Info e prevendite: tel. 0544 249244 – www.ravennafestival.org Biglietto (posto unico non numerato): 20 euro (18 ridotto). I giovani al festival’: fino a 14 anni, 5 euro; da 14 a 18 anni e universitari, 50% tariffa ridotta In occasione dei concerti del Festival alla Classense, uno speciale doppio percorso di visita - attraverso la Biblioteca stessa e il vicinissimo Museo TAMO - attende il pubblico alle 18.30 di domenica 10 giugno. Il percorso è accessibile su prenotazione a chi acquista il biglietto unico (10 euro) per tre visite guidate in lingua italiana al Teatro Alighieri, alla Biblioteca Classense e a TAMO. Il biglietto è disponibile presso la Biglietteria del Teatro Alighieri, Ravenna Incoming, uffici IAT e online (www.ravennafestival.org ).
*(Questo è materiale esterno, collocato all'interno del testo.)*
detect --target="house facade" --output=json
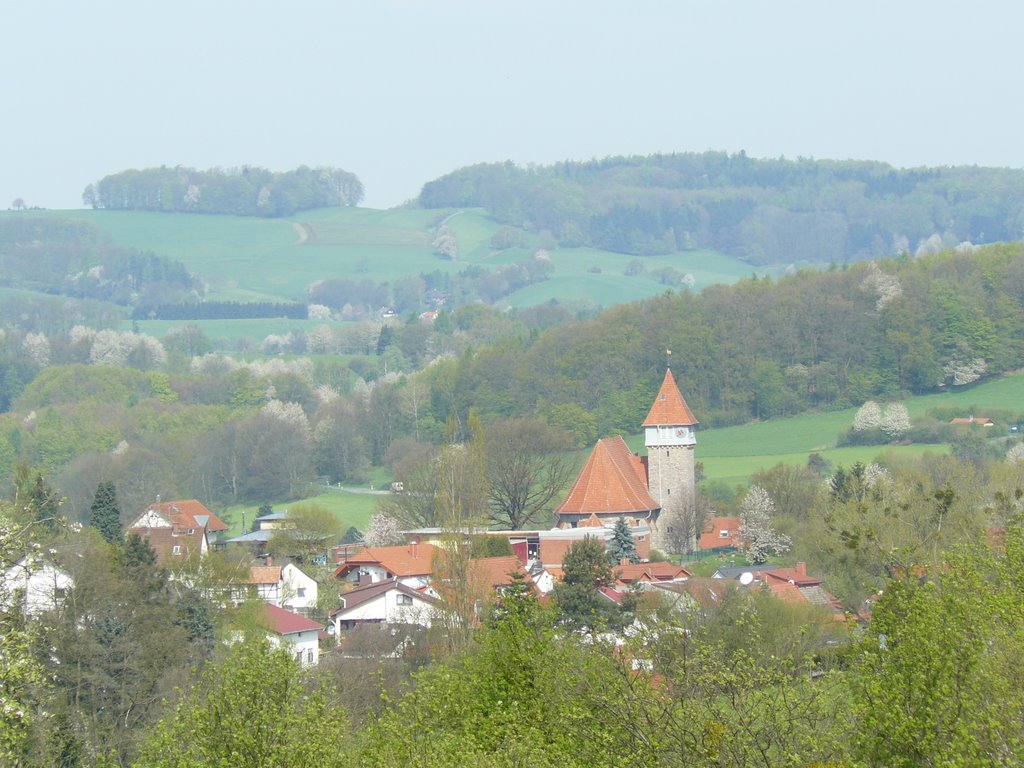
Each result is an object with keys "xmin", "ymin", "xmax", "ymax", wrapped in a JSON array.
[
  {"xmin": 555, "ymin": 369, "xmax": 697, "ymax": 549},
  {"xmin": 125, "ymin": 499, "xmax": 227, "ymax": 566},
  {"xmin": 331, "ymin": 579, "xmax": 439, "ymax": 643},
  {"xmin": 0, "ymin": 557, "xmax": 75, "ymax": 616},
  {"xmin": 259, "ymin": 603, "xmax": 324, "ymax": 667}
]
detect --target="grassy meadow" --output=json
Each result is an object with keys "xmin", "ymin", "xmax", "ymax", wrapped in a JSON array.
[
  {"xmin": 24, "ymin": 208, "xmax": 775, "ymax": 313},
  {"xmin": 217, "ymin": 372, "xmax": 1024, "ymax": 536},
  {"xmin": 627, "ymin": 372, "xmax": 1024, "ymax": 485},
  {"xmin": 214, "ymin": 488, "xmax": 386, "ymax": 537}
]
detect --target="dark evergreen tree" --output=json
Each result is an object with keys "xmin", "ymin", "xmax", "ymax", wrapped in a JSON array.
[
  {"xmin": 554, "ymin": 536, "xmax": 623, "ymax": 632},
  {"xmin": 89, "ymin": 482, "xmax": 123, "ymax": 544},
  {"xmin": 341, "ymin": 525, "xmax": 362, "ymax": 544},
  {"xmin": 608, "ymin": 517, "xmax": 640, "ymax": 565}
]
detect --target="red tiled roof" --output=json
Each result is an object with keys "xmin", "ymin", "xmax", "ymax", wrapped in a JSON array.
[
  {"xmin": 698, "ymin": 517, "xmax": 742, "ymax": 549},
  {"xmin": 331, "ymin": 579, "xmax": 440, "ymax": 618},
  {"xmin": 259, "ymin": 603, "xmax": 324, "ymax": 635},
  {"xmin": 248, "ymin": 565, "xmax": 281, "ymax": 584},
  {"xmin": 469, "ymin": 555, "xmax": 531, "ymax": 589},
  {"xmin": 334, "ymin": 544, "xmax": 437, "ymax": 579},
  {"xmin": 643, "ymin": 369, "xmax": 697, "ymax": 427},
  {"xmin": 612, "ymin": 562, "xmax": 691, "ymax": 584},
  {"xmin": 555, "ymin": 436, "xmax": 659, "ymax": 515},
  {"xmin": 125, "ymin": 526, "xmax": 206, "ymax": 566},
  {"xmin": 146, "ymin": 499, "xmax": 227, "ymax": 532}
]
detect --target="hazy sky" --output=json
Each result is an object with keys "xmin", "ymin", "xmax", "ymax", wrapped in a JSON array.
[{"xmin": 0, "ymin": 0, "xmax": 1024, "ymax": 208}]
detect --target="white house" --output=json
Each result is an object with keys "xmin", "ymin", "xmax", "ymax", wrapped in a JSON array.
[
  {"xmin": 233, "ymin": 557, "xmax": 318, "ymax": 614},
  {"xmin": 280, "ymin": 562, "xmax": 318, "ymax": 614},
  {"xmin": 334, "ymin": 542, "xmax": 438, "ymax": 589},
  {"xmin": 260, "ymin": 603, "xmax": 324, "ymax": 667},
  {"xmin": 0, "ymin": 558, "xmax": 75, "ymax": 616},
  {"xmin": 331, "ymin": 580, "xmax": 439, "ymax": 642}
]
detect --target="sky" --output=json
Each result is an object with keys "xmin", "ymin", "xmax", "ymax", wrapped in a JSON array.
[{"xmin": 0, "ymin": 0, "xmax": 1024, "ymax": 209}]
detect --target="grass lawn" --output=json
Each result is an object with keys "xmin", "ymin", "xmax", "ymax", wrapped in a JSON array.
[
  {"xmin": 216, "ymin": 489, "xmax": 386, "ymax": 539},
  {"xmin": 19, "ymin": 208, "xmax": 778, "ymax": 313},
  {"xmin": 626, "ymin": 372, "xmax": 1024, "ymax": 485}
]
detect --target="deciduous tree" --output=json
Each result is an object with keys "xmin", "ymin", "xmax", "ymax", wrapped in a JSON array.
[
  {"xmin": 487, "ymin": 419, "xmax": 574, "ymax": 530},
  {"xmin": 89, "ymin": 481, "xmax": 122, "ymax": 544}
]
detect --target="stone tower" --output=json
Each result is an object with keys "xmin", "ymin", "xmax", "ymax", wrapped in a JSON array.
[{"xmin": 643, "ymin": 369, "xmax": 699, "ymax": 552}]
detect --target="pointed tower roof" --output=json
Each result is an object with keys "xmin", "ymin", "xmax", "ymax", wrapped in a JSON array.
[
  {"xmin": 643, "ymin": 368, "xmax": 697, "ymax": 427},
  {"xmin": 555, "ymin": 436, "xmax": 660, "ymax": 515}
]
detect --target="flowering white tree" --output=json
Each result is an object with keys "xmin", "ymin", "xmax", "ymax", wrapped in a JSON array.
[
  {"xmin": 306, "ymin": 304, "xmax": 331, "ymax": 321},
  {"xmin": 261, "ymin": 400, "xmax": 311, "ymax": 437},
  {"xmin": 362, "ymin": 512, "xmax": 406, "ymax": 547},
  {"xmin": 1007, "ymin": 442, "xmax": 1024, "ymax": 464},
  {"xmin": 881, "ymin": 402, "xmax": 910, "ymax": 440},
  {"xmin": 942, "ymin": 357, "xmax": 988, "ymax": 387},
  {"xmin": 739, "ymin": 485, "xmax": 792, "ymax": 564},
  {"xmin": 22, "ymin": 333, "xmax": 50, "ymax": 368},
  {"xmin": 853, "ymin": 400, "xmax": 882, "ymax": 432},
  {"xmin": 306, "ymin": 326, "xmax": 334, "ymax": 354},
  {"xmin": 860, "ymin": 261, "xmax": 903, "ymax": 311}
]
Disponibile il giorno di visita anche biglietto ridotto a 7 euro per la sola visita a Classense e TAMO. Info e prenotazioni: visiteguidate@ravennaincoming.it (Comunicato Stampa) 10 giugno - Chiostro della Biblioteca Classense, ore 21.30 Quartetto del Teatro alla Scala Francesco Manara violino Daniele Pascoletti violino Simonide Braconi viola Massimo Polidori violoncello
Arvo Pärt Fratres Samuel Barber Quartetto in si minore op. 11 Antonín Dvorák Quartetto n. 12 in fa maggiore op. 96 “Americano” Talvolta musiche nate in contesti e in tempi lontani e diversi sembrano essere legate tra loro da un filo invisibile: allora, la staticità evocativa e ipnotica della pagina dell’estone Arvo Pärt (che nel 1977 ancora non aveva scelto la via dell’esilio), capace di fermare il tempo e di condensarlo attorno all’austera semplicità di un infinito bordone, rimanda con insospettata affinità alla spiritualità dolente che attraversa quella di Samuel Barber, tutta l’op. 11 e non solo il celeberrimo Adagio, il brano “più triste della storia”, la cui versione per orchestra debuttò sotto la bacchetta di Toscanini nel 1938 a New York. E oltreoceano, quasi mezzo secolo prima, vede la luce anche l’“Americano” di Dvorˇák: ma qui la malinconia cantilenante del tempo lento trova ristoro nei richiami folklorici, statunitensi e boemi insieme.